Но однажды Моше с ужасом понял, что заблуждался – в ту ночь, когда «это случилось» и Орли, его девочка, погибла под обломками рухнувшей стены. Страшная беда постигла весь город, и все же Моше, привыкший к точному балансу, воспринял собственную долю в общем несчастии как несправедливо тяжелую.

– Почему? – ломал голову он, ища в прошлом малейшее прегрешение, скрытое им. Нет, ничего не утаено, ничего не забыто. Он советовался с мекубалем, и дряхлый беззубый горбун прошамкал в белую бороду:

– Может быть, твой грех – в излишней уверенности, с какой ты ожидаешь прощения, будто перед тобой налоговый чиновник, который за каждое признание обещает скидку. Вместо бессмысленных попыток постичь непостижимое, тебе следует благословить Имя уже за то, что твоя вторая дочь цела и невредима!..

Совершенно надломленный, вернулся Моше домой, и с этого времени Юдит стала заложницей его веры. Он, просто и естественно выражавший раньше свое религиозное чувство, начал лукавить, фанатично молиться, каясь в чем был и не был виноват, а небрежное перелистывание Танаха сменилось кропотливо-ученическим чтением каждой строчки. Однако чем больше проявлялось его рвение, тем острее ощущал Моше свое одиночество, потому что Тот, Кто неизменно приходил к нему на помощь, напоминал о себе лишь холодным и недобрым отсутствием.

Так шло время. День уступал место ночи, ночь – дню, отупляя однообразием и цинично уча примирению со всем, что приносил случай.
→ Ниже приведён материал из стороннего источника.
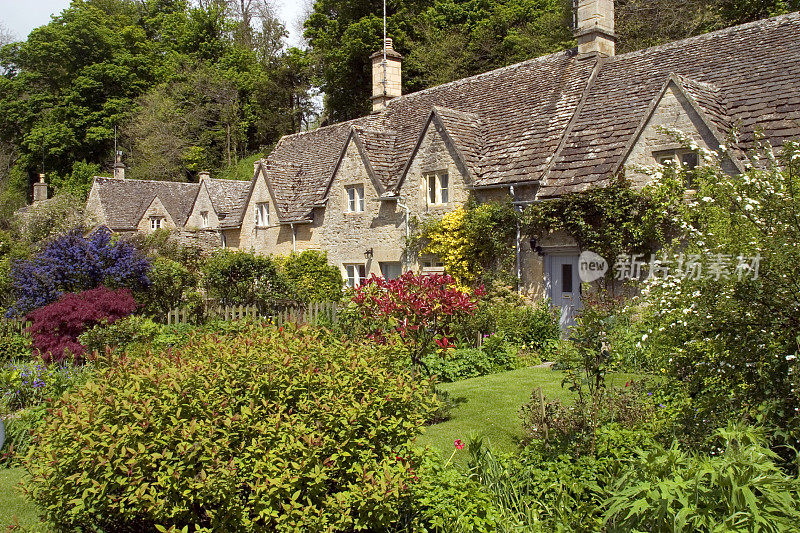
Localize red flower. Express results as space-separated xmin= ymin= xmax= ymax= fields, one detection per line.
xmin=454 ymin=439 xmax=464 ymax=450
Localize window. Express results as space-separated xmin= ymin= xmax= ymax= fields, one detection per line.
xmin=346 ymin=186 xmax=365 ymax=212
xmin=255 ymin=202 xmax=269 ymax=227
xmin=150 ymin=217 xmax=163 ymax=230
xmin=426 ymin=172 xmax=449 ymax=205
xmin=200 ymin=211 xmax=209 ymax=228
xmin=656 ymin=149 xmax=700 ymax=189
xmin=421 ymin=258 xmax=445 ymax=274
xmin=561 ymin=263 xmax=573 ymax=293
xmin=380 ymin=262 xmax=402 ymax=281
xmin=345 ymin=264 xmax=367 ymax=288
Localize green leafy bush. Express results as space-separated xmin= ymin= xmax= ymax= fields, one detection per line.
xmin=423 ymin=340 xmax=518 ymax=383
xmin=79 ymin=315 xmax=189 ymax=358
xmin=277 ymin=250 xmax=343 ymax=302
xmin=25 ymin=324 xmax=440 ymax=531
xmin=603 ymin=425 xmax=800 ymax=532
xmin=1 ymin=406 xmax=46 ymax=464
xmin=202 ymin=249 xmax=293 ymax=306
xmin=0 ymin=359 xmax=95 ymax=415
xmin=135 ymin=256 xmax=200 ymax=318
xmin=0 ymin=322 xmax=32 ymax=361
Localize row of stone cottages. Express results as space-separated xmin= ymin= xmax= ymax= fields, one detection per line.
xmin=63 ymin=3 xmax=800 ymax=326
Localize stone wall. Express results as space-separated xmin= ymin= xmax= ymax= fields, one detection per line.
xmin=136 ymin=197 xmax=177 ymax=233
xmin=185 ymin=183 xmax=220 ymax=230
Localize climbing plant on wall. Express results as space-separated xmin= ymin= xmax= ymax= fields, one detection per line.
xmin=409 ymin=201 xmax=518 ymax=287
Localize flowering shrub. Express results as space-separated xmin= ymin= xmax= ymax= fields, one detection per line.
xmin=9 ymin=227 xmax=150 ymax=316
xmin=0 ymin=360 xmax=95 ymax=415
xmin=639 ymin=139 xmax=800 ymax=448
xmin=26 ymin=286 xmax=138 ymax=364
xmin=25 ymin=324 xmax=439 ymax=531
xmin=349 ymin=271 xmax=480 ymax=370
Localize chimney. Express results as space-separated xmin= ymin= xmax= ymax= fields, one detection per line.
xmin=113 ymin=150 xmax=125 ymax=179
xmin=198 ymin=170 xmax=211 ymax=182
xmin=370 ymin=38 xmax=403 ymax=114
xmin=574 ymin=0 xmax=615 ymax=59
xmin=33 ymin=174 xmax=48 ymax=204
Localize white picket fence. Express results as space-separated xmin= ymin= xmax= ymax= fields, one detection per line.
xmin=165 ymin=301 xmax=338 ymax=326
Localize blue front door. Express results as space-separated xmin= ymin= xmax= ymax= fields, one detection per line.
xmin=547 ymin=254 xmax=581 ymax=330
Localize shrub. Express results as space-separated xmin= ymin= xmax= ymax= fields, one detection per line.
xmin=423 ymin=342 xmax=518 ymax=383
xmin=202 ymin=249 xmax=293 ymax=306
xmin=26 ymin=286 xmax=138 ymax=364
xmin=25 ymin=324 xmax=440 ymax=531
xmin=1 ymin=406 xmax=46 ymax=465
xmin=0 ymin=322 xmax=32 ymax=361
xmin=349 ymin=272 xmax=480 ymax=370
xmin=135 ymin=256 xmax=199 ymax=318
xmin=277 ymin=250 xmax=343 ymax=302
xmin=603 ymin=425 xmax=800 ymax=532
xmin=11 ymin=192 xmax=90 ymax=245
xmin=0 ymin=359 xmax=96 ymax=414
xmin=79 ymin=315 xmax=186 ymax=358
xmin=9 ymin=227 xmax=150 ymax=316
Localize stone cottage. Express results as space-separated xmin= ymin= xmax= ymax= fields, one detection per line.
xmin=86 ymin=1 xmax=800 ymax=324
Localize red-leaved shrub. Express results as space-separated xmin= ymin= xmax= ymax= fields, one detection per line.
xmin=26 ymin=286 xmax=137 ymax=364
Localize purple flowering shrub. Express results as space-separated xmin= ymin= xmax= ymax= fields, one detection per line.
xmin=8 ymin=228 xmax=150 ymax=316
xmin=26 ymin=286 xmax=138 ymax=364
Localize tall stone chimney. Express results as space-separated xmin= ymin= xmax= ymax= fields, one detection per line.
xmin=575 ymin=0 xmax=615 ymax=58
xmin=113 ymin=150 xmax=125 ymax=179
xmin=370 ymin=38 xmax=403 ymax=114
xmin=33 ymin=174 xmax=48 ymax=204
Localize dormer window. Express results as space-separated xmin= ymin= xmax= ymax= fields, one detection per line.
xmin=200 ymin=211 xmax=209 ymax=228
xmin=426 ymin=172 xmax=449 ymax=205
xmin=150 ymin=217 xmax=163 ymax=230
xmin=346 ymin=186 xmax=365 ymax=213
xmin=255 ymin=202 xmax=269 ymax=227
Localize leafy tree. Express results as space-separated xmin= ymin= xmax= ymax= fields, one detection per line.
xmin=9 ymin=228 xmax=150 ymax=316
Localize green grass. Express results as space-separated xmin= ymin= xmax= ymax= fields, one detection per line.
xmin=0 ymin=467 xmax=47 ymax=531
xmin=417 ymin=367 xmax=636 ymax=463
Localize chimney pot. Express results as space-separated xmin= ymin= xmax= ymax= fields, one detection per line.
xmin=198 ymin=171 xmax=211 ymax=182
xmin=113 ymin=151 xmax=125 ymax=179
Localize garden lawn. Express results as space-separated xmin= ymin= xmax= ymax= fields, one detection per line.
xmin=417 ymin=367 xmax=636 ymax=463
xmin=0 ymin=467 xmax=46 ymax=531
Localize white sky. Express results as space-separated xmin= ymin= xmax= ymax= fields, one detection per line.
xmin=0 ymin=0 xmax=307 ymax=46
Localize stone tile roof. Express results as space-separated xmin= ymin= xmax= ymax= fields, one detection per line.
xmin=540 ymin=12 xmax=800 ymax=196
xmin=90 ymin=177 xmax=200 ymax=230
xmin=203 ymin=178 xmax=250 ymax=218
xmin=236 ymin=11 xmax=800 ymax=222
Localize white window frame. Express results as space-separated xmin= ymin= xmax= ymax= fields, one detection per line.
xmin=200 ymin=211 xmax=209 ymax=228
xmin=421 ymin=258 xmax=445 ymax=274
xmin=150 ymin=217 xmax=163 ymax=230
xmin=255 ymin=202 xmax=270 ymax=227
xmin=344 ymin=264 xmax=367 ymax=288
xmin=425 ymin=172 xmax=449 ymax=205
xmin=655 ymin=149 xmax=700 ymax=189
xmin=346 ymin=185 xmax=365 ymax=213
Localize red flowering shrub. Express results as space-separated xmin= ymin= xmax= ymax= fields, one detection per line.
xmin=350 ymin=272 xmax=481 ymax=370
xmin=26 ymin=286 xmax=137 ymax=364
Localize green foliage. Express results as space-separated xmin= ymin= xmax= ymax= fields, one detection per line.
xmin=277 ymin=250 xmax=343 ymax=302
xmin=11 ymin=192 xmax=90 ymax=245
xmin=414 ymin=202 xmax=518 ymax=288
xmin=0 ymin=322 xmax=32 ymax=362
xmin=135 ymin=255 xmax=200 ymax=318
xmin=50 ymin=160 xmax=104 ymax=200
xmin=401 ymin=453 xmax=507 ymax=532
xmin=603 ymin=425 xmax=800 ymax=532
xmin=1 ymin=406 xmax=46 ymax=465
xmin=25 ymin=324 xmax=439 ymax=531
xmin=202 ymin=249 xmax=293 ymax=306
xmin=79 ymin=315 xmax=187 ymax=359
xmin=423 ymin=345 xmax=516 ymax=383
xmin=0 ymin=359 xmax=95 ymax=416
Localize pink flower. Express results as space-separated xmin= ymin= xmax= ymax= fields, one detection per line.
xmin=454 ymin=439 xmax=464 ymax=450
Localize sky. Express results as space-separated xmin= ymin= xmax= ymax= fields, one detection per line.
xmin=0 ymin=0 xmax=308 ymax=46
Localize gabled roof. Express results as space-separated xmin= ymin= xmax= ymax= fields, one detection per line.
xmin=202 ymin=178 xmax=250 ymax=218
xmin=89 ymin=177 xmax=200 ymax=231
xmin=540 ymin=12 xmax=800 ymax=197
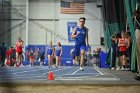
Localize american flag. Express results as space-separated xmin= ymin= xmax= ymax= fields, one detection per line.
xmin=60 ymin=1 xmax=84 ymax=14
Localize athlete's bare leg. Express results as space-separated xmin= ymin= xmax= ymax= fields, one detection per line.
xmin=20 ymin=54 xmax=24 ymax=66
xmin=80 ymin=50 xmax=85 ymax=70
xmin=55 ymin=56 xmax=59 ymax=68
xmin=122 ymin=55 xmax=126 ymax=69
xmin=75 ymin=56 xmax=80 ymax=65
xmin=58 ymin=56 xmax=61 ymax=68
xmin=48 ymin=55 xmax=52 ymax=67
xmin=15 ymin=52 xmax=19 ymax=67
xmin=80 ymin=50 xmax=85 ymax=66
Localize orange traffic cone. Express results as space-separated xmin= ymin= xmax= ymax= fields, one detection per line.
xmin=47 ymin=71 xmax=54 ymax=80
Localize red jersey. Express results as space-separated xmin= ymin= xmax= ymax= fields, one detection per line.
xmin=6 ymin=50 xmax=9 ymax=58
xmin=118 ymin=38 xmax=127 ymax=52
xmin=16 ymin=41 xmax=23 ymax=53
xmin=8 ymin=48 xmax=13 ymax=55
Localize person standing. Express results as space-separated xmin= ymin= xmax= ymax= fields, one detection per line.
xmin=46 ymin=41 xmax=54 ymax=68
xmin=15 ymin=37 xmax=23 ymax=67
xmin=133 ymin=9 xmax=140 ymax=80
xmin=71 ymin=17 xmax=89 ymax=71
xmin=86 ymin=48 xmax=92 ymax=66
xmin=118 ymin=31 xmax=128 ymax=70
xmin=0 ymin=43 xmax=7 ymax=67
xmin=40 ymin=47 xmax=45 ymax=66
xmin=35 ymin=48 xmax=41 ymax=63
xmin=29 ymin=48 xmax=34 ymax=66
xmin=55 ymin=42 xmax=62 ymax=68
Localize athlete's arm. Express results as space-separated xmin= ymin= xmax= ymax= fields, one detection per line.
xmin=118 ymin=39 xmax=121 ymax=47
xmin=118 ymin=39 xmax=125 ymax=46
xmin=21 ymin=40 xmax=23 ymax=45
xmin=86 ymin=29 xmax=89 ymax=46
xmin=71 ymin=27 xmax=78 ymax=39
xmin=60 ymin=47 xmax=62 ymax=57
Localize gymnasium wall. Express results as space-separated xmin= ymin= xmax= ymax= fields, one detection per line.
xmin=11 ymin=0 xmax=104 ymax=47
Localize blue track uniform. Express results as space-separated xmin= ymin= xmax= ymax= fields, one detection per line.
xmin=75 ymin=26 xmax=88 ymax=56
xmin=55 ymin=46 xmax=61 ymax=57
xmin=47 ymin=46 xmax=53 ymax=55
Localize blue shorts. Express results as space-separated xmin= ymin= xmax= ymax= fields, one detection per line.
xmin=48 ymin=51 xmax=53 ymax=55
xmin=56 ymin=51 xmax=61 ymax=57
xmin=75 ymin=45 xmax=86 ymax=56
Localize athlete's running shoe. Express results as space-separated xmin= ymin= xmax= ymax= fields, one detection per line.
xmin=80 ymin=66 xmax=84 ymax=71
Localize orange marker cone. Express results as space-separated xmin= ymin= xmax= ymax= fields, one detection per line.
xmin=47 ymin=71 xmax=54 ymax=80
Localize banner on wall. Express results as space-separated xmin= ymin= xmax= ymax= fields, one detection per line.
xmin=67 ymin=22 xmax=77 ymax=42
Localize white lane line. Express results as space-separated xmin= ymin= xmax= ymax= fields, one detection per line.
xmin=71 ymin=73 xmax=100 ymax=75
xmin=93 ymin=67 xmax=104 ymax=75
xmin=53 ymin=67 xmax=102 ymax=77
xmin=72 ymin=68 xmax=80 ymax=75
xmin=56 ymin=78 xmax=83 ymax=80
xmin=54 ymin=73 xmax=101 ymax=77
xmin=55 ymin=77 xmax=120 ymax=81
xmin=92 ymin=67 xmax=120 ymax=80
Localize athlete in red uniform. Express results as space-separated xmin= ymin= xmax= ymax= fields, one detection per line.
xmin=118 ymin=32 xmax=128 ymax=70
xmin=15 ymin=37 xmax=23 ymax=67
Но сейчас, на похоронах Сеньки, он узнал, что три тягучих, как сон, года не усыпили прежней боли. Память, запорошенная серой пылью повседневности, вдруг разверзлась, подобно этой зловещей, вырытой в земле яме, и там был не Сенька, а она, та, что когда-то умещалась вместе с сестренкой в его счастливых руках, два совершенных, сделанных из теплого золота существа, отличавшиеся только родинкой под левым соском Орли, но девочки быстро, слишком быстро подросли и, шурша одинаковыми платьицами, старались разыграть отца, который и без того путал их – и тогда, и потом, в страшную минуту он не знал, кто из них лежит, распростершись под грудой камней… Почему Ты это сделал? – внезапно закричал Моше, и хотя крик его не вырвался за пределы воспаленного мозга, сознание того, что он решился потребовать ответа, потрясло его, и он продолжал, освободившись, наконец, от постоянного страха. – Посмотри, молодые и невинные гибнут раньше старых и грешных, почему? – повторял он, задыхаясь, и все, что окружало его – звуки, запахи и сам воздух панически отступали прочь от этого кощунственного вопроса, пока всюду не установилась мертвая пустота, которую ничто не могло объяснить, кроме смутного, угрюмого подозрения. Еще секунда, и ему, может быть, открылась бы страшная догадка: ответа не будет, но не потому, что Тот, ожесточившись, отвернулся от него. Просто… нигде… ни на земле, ни в небе… ничего… ничего…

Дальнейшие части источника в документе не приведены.